Sweet bean paste is an acquired taste. I have been eating it since I was very young, so I never went through that initiation phase. But for those to whom an (as it's called in Japanese) is a new thing, if you can get past the intense sweetness and textural hurdles, you are in for a real treat. It's best paired with some type of pastry (preferably rice-based), but I'm sure there are combinations out there that are yet to be invented. I prefer smooth bean paste (koshi-an) to the kind with the bean skins left on (tsubushi-an), a preference I think is akin to smooth vs. chunky peanut butter. You either like it or you don't. However, it really depends on the context of the dessert. In some cases, only the chunky variety will do.
Bean paste can be red or white, and the red variety can be bought pre-made at many Asian grocery stores. I've found it to be too sweet, so making my own allows me to control the sugar. To save a little time, you could buy the canned beans and skip the parboiling step (step 1). Some recipes called for soaking the beans over night, but as long as you parboil 3-4 times, I don't think that soaking is necessary.

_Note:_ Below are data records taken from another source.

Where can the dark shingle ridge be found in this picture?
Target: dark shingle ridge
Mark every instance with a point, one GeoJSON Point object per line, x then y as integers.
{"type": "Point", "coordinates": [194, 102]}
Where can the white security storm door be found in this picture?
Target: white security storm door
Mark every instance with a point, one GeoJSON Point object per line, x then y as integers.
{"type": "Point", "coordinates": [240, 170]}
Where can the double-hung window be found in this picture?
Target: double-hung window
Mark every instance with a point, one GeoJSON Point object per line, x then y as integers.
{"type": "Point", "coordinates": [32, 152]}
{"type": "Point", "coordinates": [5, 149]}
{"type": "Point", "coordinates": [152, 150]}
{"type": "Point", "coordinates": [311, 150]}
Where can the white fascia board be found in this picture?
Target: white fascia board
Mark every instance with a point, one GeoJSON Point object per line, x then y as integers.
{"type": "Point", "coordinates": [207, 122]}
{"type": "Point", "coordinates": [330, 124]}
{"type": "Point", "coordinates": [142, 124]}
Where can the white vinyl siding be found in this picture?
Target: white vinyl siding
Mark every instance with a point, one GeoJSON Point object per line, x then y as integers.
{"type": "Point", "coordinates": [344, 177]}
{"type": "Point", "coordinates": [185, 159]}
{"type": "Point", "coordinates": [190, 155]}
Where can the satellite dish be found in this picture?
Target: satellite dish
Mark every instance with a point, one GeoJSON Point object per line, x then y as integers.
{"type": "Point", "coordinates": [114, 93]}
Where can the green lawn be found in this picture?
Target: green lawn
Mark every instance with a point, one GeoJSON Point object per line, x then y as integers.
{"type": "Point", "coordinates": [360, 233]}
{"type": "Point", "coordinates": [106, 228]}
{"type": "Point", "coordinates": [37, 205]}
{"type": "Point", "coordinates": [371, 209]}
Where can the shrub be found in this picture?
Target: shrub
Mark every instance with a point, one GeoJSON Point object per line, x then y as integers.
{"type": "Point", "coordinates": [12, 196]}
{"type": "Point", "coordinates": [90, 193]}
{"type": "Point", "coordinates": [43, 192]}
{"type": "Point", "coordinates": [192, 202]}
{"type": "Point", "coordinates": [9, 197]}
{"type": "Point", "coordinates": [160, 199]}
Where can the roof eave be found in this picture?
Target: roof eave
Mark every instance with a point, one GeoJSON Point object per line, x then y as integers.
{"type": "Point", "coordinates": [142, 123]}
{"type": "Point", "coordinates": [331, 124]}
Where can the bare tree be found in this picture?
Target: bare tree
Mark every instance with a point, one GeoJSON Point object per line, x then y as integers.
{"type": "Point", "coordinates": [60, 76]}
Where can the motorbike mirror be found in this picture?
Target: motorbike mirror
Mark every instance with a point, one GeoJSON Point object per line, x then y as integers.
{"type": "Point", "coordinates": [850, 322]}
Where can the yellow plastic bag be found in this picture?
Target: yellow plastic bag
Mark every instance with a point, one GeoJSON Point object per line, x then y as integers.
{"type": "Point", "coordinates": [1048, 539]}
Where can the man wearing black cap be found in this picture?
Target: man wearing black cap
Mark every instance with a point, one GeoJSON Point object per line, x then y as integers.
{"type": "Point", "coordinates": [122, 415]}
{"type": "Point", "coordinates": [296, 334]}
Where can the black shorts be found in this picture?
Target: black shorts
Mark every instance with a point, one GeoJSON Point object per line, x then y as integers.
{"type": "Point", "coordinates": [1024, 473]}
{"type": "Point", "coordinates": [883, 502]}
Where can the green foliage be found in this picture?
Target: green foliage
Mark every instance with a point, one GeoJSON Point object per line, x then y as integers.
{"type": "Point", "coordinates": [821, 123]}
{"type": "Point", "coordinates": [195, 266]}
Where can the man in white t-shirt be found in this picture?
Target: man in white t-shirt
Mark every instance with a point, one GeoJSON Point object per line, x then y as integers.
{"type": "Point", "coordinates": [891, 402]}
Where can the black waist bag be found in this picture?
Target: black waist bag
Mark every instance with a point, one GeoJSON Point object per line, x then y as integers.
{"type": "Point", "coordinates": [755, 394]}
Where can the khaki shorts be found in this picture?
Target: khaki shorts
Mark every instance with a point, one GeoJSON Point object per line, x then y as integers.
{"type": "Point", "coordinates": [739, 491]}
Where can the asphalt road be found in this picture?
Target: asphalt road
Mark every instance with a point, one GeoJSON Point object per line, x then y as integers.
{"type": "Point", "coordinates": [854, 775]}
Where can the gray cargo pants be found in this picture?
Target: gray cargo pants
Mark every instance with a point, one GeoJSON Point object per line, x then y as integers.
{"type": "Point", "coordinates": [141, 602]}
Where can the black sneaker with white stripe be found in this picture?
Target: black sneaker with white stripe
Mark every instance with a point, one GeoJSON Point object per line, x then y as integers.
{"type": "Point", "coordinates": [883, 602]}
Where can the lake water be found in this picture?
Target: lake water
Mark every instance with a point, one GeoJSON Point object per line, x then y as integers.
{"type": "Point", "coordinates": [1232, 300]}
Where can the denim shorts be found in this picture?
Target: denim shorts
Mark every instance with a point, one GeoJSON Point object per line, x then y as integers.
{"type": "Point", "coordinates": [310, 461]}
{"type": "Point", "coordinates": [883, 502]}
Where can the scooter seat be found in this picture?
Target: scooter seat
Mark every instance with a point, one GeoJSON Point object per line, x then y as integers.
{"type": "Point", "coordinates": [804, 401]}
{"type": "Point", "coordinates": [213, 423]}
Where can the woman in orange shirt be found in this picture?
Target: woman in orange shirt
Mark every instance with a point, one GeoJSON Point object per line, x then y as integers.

Adapted from Apple Pie, Patis, & Pâté
- 180 g. azuki beans (for red) or lima beans (for white)
- 5 c. water
- 1-1/2 c. granulated sugar
- 1 tsp. salt
- Wash beans well in cold water and drain. Pour beans into a medium pot and cover with about 1" of water. Bring to a boil over medium heat. When water is at a strong boil, remove the pot from the heat, drain the beans, discarding the water. Repeat 2-3 more times until the skin begins to peel back from the beans, then drain one last time and wash the pot.
- Return the beans to the clean pot and cover with 5 c. water. Bring to a boil, then reduce heat to low and cover. Simmer for 1-1/2 to 2 hours. When beans are soft and "mashable," remove the pot from heat.
- Place a mesh sieve over a bowl and pour the beans into the sieve. With the back of a wooden spoon, mash the bean through the sieve into the bowl with the reserved liquid. When only bean skins remain in the sieve, discard them.
- Pour the mashed beans and liquid into a cheesecloth, and strain out most of the liquid. To gauge if you have removed enough liquid, press your finger into the beans. If it holds the indentation without crumbling, it's ready.
- Place the bean mash back in the pot, add sugar and salt, and turn heat to low. Heat, stirring, until sugar is dissolved and mixture is glossy.